Types Of Pneumonectomy
- Traditional Pneumonectomy: It is also known as Standard Pneumonectomy. In this procedure, the surgeon removes the entire diseased lung. This surgery is usually performed to treat lung cancer. It may also be necessary to conduct this surgery when a patient has been severely wounded in the chest.
- Extrapleural Pneumonectomy: In this surgical procedure, the surgeon removes the entire affected lung as well as a part of the membrane that covers the heart known as the pericardium, a part of the diaphragm, and the membrane that lines the inside of the chest known as pleura. This surgery is usually a treatment option for malignant mesothelioma in which is a type of cancer of the pleura.

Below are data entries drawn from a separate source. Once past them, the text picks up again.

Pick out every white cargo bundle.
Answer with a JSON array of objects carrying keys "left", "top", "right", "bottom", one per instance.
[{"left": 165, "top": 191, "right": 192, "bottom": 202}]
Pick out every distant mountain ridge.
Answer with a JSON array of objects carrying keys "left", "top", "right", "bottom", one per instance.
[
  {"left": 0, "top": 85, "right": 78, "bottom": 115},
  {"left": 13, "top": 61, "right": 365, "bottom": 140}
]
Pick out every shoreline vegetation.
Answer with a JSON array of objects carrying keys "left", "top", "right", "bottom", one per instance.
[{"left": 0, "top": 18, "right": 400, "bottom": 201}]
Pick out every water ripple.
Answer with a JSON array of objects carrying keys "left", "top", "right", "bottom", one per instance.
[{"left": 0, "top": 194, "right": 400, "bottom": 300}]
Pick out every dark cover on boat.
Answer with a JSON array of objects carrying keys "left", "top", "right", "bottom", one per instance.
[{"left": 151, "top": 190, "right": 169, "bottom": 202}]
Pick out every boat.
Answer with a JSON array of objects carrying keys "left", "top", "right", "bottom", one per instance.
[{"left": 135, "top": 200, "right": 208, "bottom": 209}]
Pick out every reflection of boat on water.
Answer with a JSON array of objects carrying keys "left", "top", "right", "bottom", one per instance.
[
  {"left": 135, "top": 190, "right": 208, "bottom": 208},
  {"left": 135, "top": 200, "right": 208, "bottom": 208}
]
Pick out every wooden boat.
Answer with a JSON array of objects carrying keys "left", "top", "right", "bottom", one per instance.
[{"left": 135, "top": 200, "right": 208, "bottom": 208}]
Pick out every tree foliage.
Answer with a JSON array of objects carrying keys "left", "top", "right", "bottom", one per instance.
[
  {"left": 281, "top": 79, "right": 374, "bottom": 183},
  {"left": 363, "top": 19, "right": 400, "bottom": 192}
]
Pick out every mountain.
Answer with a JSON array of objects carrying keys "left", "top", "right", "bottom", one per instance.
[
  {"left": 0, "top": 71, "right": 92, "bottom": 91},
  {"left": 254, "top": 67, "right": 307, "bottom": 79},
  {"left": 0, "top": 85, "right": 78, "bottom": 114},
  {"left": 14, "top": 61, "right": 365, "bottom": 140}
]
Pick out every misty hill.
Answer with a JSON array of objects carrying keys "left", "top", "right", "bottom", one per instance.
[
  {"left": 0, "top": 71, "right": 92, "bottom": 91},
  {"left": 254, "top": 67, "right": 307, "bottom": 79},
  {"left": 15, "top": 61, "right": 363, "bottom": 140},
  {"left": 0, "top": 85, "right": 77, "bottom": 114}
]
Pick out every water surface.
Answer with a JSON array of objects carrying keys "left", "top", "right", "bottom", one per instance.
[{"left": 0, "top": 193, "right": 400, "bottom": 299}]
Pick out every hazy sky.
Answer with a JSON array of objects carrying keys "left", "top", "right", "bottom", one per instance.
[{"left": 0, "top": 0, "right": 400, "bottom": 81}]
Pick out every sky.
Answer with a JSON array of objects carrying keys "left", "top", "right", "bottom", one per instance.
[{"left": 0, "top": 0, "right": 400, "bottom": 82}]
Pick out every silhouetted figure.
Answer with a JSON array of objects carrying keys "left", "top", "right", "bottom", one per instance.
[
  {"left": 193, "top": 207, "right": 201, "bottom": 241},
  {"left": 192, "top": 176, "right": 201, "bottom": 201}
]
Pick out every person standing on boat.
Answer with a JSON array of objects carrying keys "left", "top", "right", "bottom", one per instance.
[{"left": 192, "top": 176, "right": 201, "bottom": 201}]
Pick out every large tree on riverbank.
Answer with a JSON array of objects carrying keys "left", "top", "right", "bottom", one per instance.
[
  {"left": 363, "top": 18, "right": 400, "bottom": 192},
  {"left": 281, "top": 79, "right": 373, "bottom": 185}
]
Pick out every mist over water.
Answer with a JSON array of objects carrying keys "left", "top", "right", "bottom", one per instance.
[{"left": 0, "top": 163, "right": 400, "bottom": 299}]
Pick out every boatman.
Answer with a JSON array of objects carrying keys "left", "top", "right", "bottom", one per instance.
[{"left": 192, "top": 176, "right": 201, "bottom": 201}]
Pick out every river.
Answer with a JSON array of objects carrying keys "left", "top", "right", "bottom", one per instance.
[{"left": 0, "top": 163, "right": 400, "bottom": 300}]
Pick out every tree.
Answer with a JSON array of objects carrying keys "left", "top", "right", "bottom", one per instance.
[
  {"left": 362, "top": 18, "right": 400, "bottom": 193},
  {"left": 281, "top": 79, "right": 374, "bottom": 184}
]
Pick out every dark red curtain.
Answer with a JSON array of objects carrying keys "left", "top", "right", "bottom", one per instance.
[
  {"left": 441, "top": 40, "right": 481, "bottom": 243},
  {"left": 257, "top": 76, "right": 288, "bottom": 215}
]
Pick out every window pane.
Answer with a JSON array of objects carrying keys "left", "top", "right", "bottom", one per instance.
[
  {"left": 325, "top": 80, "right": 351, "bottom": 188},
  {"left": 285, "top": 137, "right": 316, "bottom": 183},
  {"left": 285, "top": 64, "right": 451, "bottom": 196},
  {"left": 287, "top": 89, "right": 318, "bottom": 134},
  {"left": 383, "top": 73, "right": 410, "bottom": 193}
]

Understanding Costs Of Pneumonectomy Surgery
The factors that may affect the overall cost this surgery include:
- Type surgery and its related treatments
- Duration of stay in the hospital
- Costs of anesthesia and other medications administered to the patients
- Doctor consultation fee
This surgery may have certain complications such as:
- Need for a ventilator or respirator
- Reactions such as rash, swelling, wheezing to anesthesia
- Heart conditions such as arrhythmias and heart attack
- Pulmonary embolism
- Infection at the incision site
- Bronchopleural fistula
- Pleural abscess
- Organ failure, such as kidney failure
- Injury to surrounding lung and/or blood vessels
- Long term shortness of breath
- Postpneumonectomy syndrome: It is a condition in which the other organs in the chest fill the empty cavity where the lung was removed.
A pneumonectomy is a type of surgical procedure in which one of the lungs is removed from the human body. The lungs consist of two organs present in the chest cavity whose main function is to supply oxygen into the blood while removing carbon dioxide. They also help filter harmful airborne substances such as smoke, pollution, bacteria, and viruses by trapping them in the mucus which is then expelled from the body by coughing or swallowing. Hence, when one lung is damaged and removed in this procedure, the other lung can still provide enough oxygen and remove carbon dioxide. However, since this surgery removes half of a person’s breathing capacity, doctors usually choose this as a last resort.
The most common reason for this surgery is lung cancer. Other conditions that may require this surgery are traumatic lung injuries, pulmonary tuberculosis, fungal infections of the lung, bronchiectasis, congenital lung disease, bronchial blockage with a destroyed lung, pulmonary metastases, malignant mesothelioma, disseminated thymomas to name a few.
In order to diagnose if an individual requires this surgery, there are certain diagnostic assessments that are carried out such as biopsy, sputum cytology, X-ray, CT scan.